Nopi, Dinner at Mandarin Oriental, and The Pig [UK]

We had friends in town, so a good chance to try some restaurants that we’d been saving for a special occasion.

First, we went to Nopi on Thanksgiving night. The shared dish concept felt appropriate for the holiday and Ottolenghi cookbooks have been a big hit among my friends, so this seemed promising. In late summer I tried and loved a roast eggplant with black garlic dish which I hoped they’d still have, but the season had passed. However, the winter menu let us find new favorites. Food comes out very quickly as many of the dishes are prepared in advance like deli-style salads (though I’d note that Nopi is much more comfortable as an experience than the more casual deli-style communal seating at Ottolenghi). Big hits were the venison with blackberries, savory cheesecake, and butternut squash dishes. Though our order was veg-heavy, even the stubborn carnivores delighted in our choices.

Dinner’s a Heston Blumenthal restaurant at the Mandarin Oriental, with menu roots in the history of English cooking, then updated with contemporary techniques. The menu includes a bibliography of references to cookbooks in the years 1500, 1780, etc, up through 1940. The meat fruit is a visual stunner–chicken liver shaped to look like a mandarin orange.
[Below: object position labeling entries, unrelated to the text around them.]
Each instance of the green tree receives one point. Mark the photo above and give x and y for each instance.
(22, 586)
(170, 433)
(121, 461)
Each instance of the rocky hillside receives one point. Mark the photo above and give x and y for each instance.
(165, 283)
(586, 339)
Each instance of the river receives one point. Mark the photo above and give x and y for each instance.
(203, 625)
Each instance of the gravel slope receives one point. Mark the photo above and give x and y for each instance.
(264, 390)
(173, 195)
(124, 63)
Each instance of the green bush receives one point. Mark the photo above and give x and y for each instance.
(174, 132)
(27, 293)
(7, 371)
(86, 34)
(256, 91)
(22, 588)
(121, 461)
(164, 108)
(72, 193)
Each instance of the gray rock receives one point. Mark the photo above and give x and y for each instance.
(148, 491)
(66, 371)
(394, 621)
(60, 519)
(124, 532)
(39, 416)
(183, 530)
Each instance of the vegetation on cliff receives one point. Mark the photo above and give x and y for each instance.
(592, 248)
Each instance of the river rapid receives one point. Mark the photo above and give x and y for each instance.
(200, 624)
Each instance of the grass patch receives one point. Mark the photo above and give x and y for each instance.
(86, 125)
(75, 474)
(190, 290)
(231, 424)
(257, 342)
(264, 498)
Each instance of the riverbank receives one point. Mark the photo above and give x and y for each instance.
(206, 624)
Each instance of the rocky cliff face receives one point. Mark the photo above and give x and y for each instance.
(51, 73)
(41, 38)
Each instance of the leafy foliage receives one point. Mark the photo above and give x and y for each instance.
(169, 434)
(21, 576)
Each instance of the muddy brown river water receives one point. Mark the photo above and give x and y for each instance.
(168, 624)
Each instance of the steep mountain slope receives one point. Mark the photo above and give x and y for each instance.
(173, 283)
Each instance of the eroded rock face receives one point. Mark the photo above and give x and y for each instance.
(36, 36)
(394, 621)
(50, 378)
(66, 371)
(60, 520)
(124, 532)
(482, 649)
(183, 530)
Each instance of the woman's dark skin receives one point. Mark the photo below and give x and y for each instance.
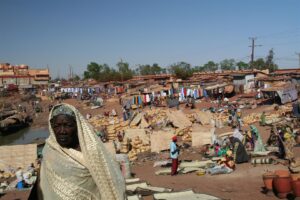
(65, 130)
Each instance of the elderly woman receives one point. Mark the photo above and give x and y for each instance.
(75, 163)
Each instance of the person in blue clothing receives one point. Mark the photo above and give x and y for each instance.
(174, 153)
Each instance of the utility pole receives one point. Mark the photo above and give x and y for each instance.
(252, 49)
(298, 54)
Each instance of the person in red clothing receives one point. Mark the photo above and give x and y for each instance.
(174, 153)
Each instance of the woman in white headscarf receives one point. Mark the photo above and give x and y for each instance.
(75, 162)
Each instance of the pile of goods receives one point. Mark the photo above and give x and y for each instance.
(252, 118)
(137, 147)
(6, 175)
(112, 124)
(156, 117)
(185, 133)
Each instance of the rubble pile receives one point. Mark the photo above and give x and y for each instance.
(138, 146)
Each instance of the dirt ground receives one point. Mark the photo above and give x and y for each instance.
(244, 183)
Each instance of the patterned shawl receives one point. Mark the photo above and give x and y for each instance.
(90, 174)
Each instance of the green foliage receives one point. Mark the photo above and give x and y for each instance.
(150, 70)
(182, 70)
(243, 66)
(210, 66)
(269, 61)
(124, 71)
(228, 64)
(262, 64)
(259, 64)
(104, 73)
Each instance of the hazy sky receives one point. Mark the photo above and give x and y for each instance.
(63, 33)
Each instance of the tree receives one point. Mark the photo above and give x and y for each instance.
(182, 70)
(93, 71)
(228, 64)
(259, 64)
(124, 70)
(242, 65)
(269, 61)
(150, 70)
(209, 67)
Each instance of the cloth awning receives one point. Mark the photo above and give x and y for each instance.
(216, 86)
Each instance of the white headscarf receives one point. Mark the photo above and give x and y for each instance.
(89, 174)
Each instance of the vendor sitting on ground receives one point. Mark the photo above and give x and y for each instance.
(262, 121)
(239, 152)
(224, 166)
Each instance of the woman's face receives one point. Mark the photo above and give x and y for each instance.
(65, 131)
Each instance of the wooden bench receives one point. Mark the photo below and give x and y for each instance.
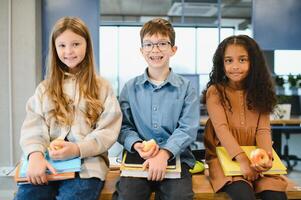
(201, 187)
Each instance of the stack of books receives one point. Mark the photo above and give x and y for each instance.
(65, 169)
(131, 166)
(232, 168)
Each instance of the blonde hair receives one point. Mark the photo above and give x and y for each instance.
(89, 86)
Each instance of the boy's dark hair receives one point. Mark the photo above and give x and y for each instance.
(258, 83)
(158, 26)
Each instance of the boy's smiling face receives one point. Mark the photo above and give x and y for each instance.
(156, 58)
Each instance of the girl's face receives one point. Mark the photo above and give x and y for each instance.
(236, 64)
(71, 49)
(157, 51)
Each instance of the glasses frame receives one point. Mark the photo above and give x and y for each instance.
(155, 44)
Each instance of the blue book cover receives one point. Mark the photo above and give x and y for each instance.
(61, 166)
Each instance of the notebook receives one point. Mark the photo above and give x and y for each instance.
(135, 169)
(232, 168)
(134, 160)
(65, 169)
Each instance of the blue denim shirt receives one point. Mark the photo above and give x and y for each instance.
(168, 113)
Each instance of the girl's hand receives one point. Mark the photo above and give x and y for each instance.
(153, 151)
(64, 150)
(157, 166)
(264, 167)
(247, 171)
(37, 166)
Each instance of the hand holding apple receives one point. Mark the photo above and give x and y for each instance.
(56, 144)
(261, 160)
(259, 157)
(147, 145)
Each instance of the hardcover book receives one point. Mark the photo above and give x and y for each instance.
(131, 166)
(65, 169)
(232, 168)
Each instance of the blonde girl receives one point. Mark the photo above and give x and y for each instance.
(73, 109)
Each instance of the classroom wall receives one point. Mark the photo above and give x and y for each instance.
(276, 24)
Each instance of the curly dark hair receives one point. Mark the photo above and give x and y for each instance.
(258, 83)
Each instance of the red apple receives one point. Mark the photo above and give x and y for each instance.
(148, 144)
(259, 157)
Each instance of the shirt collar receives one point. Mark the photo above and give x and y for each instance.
(172, 78)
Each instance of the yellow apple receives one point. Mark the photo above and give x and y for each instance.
(56, 147)
(147, 145)
(259, 157)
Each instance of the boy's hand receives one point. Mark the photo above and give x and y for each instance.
(157, 165)
(153, 151)
(64, 150)
(37, 166)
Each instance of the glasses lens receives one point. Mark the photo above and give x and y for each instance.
(163, 46)
(147, 46)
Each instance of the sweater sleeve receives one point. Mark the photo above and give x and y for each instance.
(34, 131)
(219, 120)
(263, 134)
(107, 127)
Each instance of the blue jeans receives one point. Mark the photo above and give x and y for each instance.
(71, 189)
(129, 188)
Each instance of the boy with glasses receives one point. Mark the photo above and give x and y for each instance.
(163, 106)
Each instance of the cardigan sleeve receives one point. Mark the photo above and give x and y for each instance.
(107, 127)
(263, 134)
(34, 131)
(219, 120)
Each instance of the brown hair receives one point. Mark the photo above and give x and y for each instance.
(89, 85)
(158, 26)
(258, 84)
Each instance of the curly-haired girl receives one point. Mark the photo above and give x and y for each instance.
(239, 97)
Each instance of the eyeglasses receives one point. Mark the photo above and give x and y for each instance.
(162, 46)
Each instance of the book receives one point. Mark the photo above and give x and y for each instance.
(135, 169)
(232, 168)
(65, 169)
(134, 160)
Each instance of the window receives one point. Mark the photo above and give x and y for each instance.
(287, 61)
(121, 59)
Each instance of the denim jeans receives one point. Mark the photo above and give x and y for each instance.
(129, 188)
(72, 189)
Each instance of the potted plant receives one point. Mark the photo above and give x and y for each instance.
(279, 82)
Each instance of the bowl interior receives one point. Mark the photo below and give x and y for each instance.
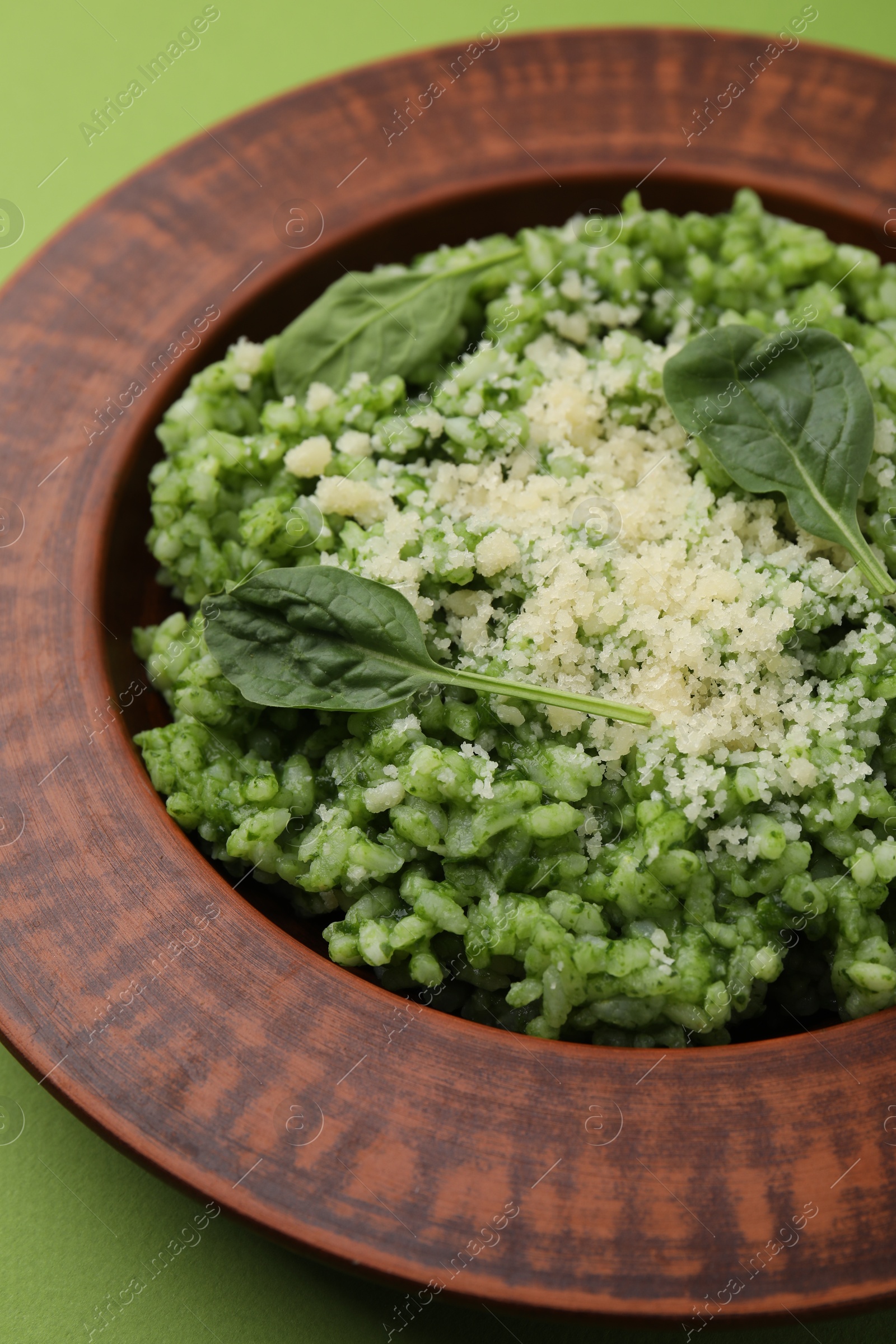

I really enjoyed tastes of “powdered” (brined) duck breast, chicken cooked in lettuces, and the beautifully saffron “rice and flesh.” Everyone was bonkers over the “tipsy cake” dessert, which needs to be ordered with dinner because of the long cooking time. We loved the luxurious vanilla and rum-soaked sponge served with caramelized spit-roasted pineapple.

Further afield, we went to The Pig in Brockenhurst, an easy train journey from London. The Pig is a gastro-inn with a focus on sourcing ingredients from foraging and its kitchen gardens, with most (all?) of its ingredients coming from within 25 miles. The menu was much more extensive than I expected for their approach, and I think that was the downfall. Much of what we ate was underseasoned and not particularly flavorful; we had to call back the server to flag that a key ingredient in one dish had been left out. The best thing someone ordered was a straightforward steak.

The Pig’s menu has sections for piggy bits, starters, “picked this morning,” sides, and various entree categories, each of those with multiple options listed–I can’t help but suspect that if they narrowed the menu, quality would have improved. I’ve heard great things about their grilled pizzas (prepared only in warmer seasons in the outdoor pizza oven) so I’d stick to that on the summer menu if we returned.

May I ask if there was a particular reason that took you down to deepest Hampshire for the Pig? Had you heard good things somewhere (I see it gets a mention in the Good Food Guide, not least for the very local sourcing you mention)

Friends visiting from the US wanted the “English countryside” experience, and I would say the Pig was great for that. One of the highlights of staying there was the (again, locally-sourced) cocktail bar. So nice to sit in front of the fire in the sitting room on a cold day, a drink in one hand and a book in the other.

Thanks

Must go back to Nopi…

I think it’s my favorite restaurant in London. The changing menu is great because a new visit always brings something unexpected, and I like that even my meat-crazy veg-phobic dining companions can find something there to love (a dish which might even be–gasp!–vegan).